Backdoor attacks have emerged as one of the major security threats to deep learning models as they can easily control the model's test-time predictions by pre-injecting a backdoor trigger into the model at training time. While backdoor attacks have been extensively studied on images, few works have investigated the threat of backdoor attacks on time series data. To fill this gap, in this paper we present a novel generative approach for time series backdoor attacks against deep learning based time series classifiers. Backdoor attacks have two main goals: high stealthiness and high attack success rate. We find that, compared to images, it can be more challenging to achieve the two goals on time series. This is because time series have fewer input dimensions and lower degrees of freedom, making it hard to achieve a high attack success rate without compromising stealthiness. Our generative approach addresses this challenge by generating trigger patterns that are as realistic as real-time series patterns while achieving a high attack success rate without causing a significant drop in clean accuracy. We also show that our proposed attack is resistant to potential backdoor defenses. Furthermore, we propose a novel universal generator that can poison any type of time series with a single generator that allows universal attacks without the need to fine-tune the generative model for new time series datasets.

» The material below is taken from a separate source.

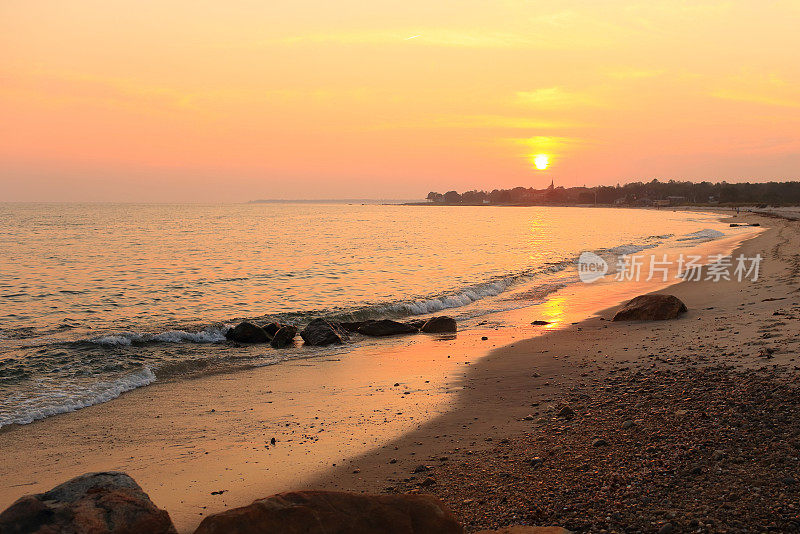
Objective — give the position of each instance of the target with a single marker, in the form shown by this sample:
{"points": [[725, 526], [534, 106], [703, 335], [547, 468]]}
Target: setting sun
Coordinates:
{"points": [[541, 161]]}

翻译：后门攻击已成为深度学习模型面临的主要安全威胁之一，通过在训练阶段预先注入后门触发器，攻击者能轻易控制模型在测试阶段的预测结果。尽管后门攻击已在图像领域得到广泛研究，但鲜有工作探究其对时间序列数据的威胁。为填补这一空白，本文提出了一种面向基于深度学习的时间序列分类器的生成式后门攻击新方法。后门攻击需达成两个核心目标：高度隐蔽性与高攻击成功率。我们发现，相较于图像，在时间序列上同时实现这两个目标更具挑战性——由于时间序列输入维度更少、自由度更低，在不牺牲隐蔽性的前提下难以维持高攻击成功率。我们的生成式方法通过生成与真实时间序列模式高度相似的触发器图案来应对这一挑战，在实现高攻击成功率的同时，不会导致干净准确率显著下降。实验表明，所提攻击能够有效抵御潜在的后门防御机制。此外，我们进一步提出了一种新颖的通用生成器，该生成器可通过单一模型污染任意类型的时间序列，无需针对新数据集微调生成模型即可实现通用攻击。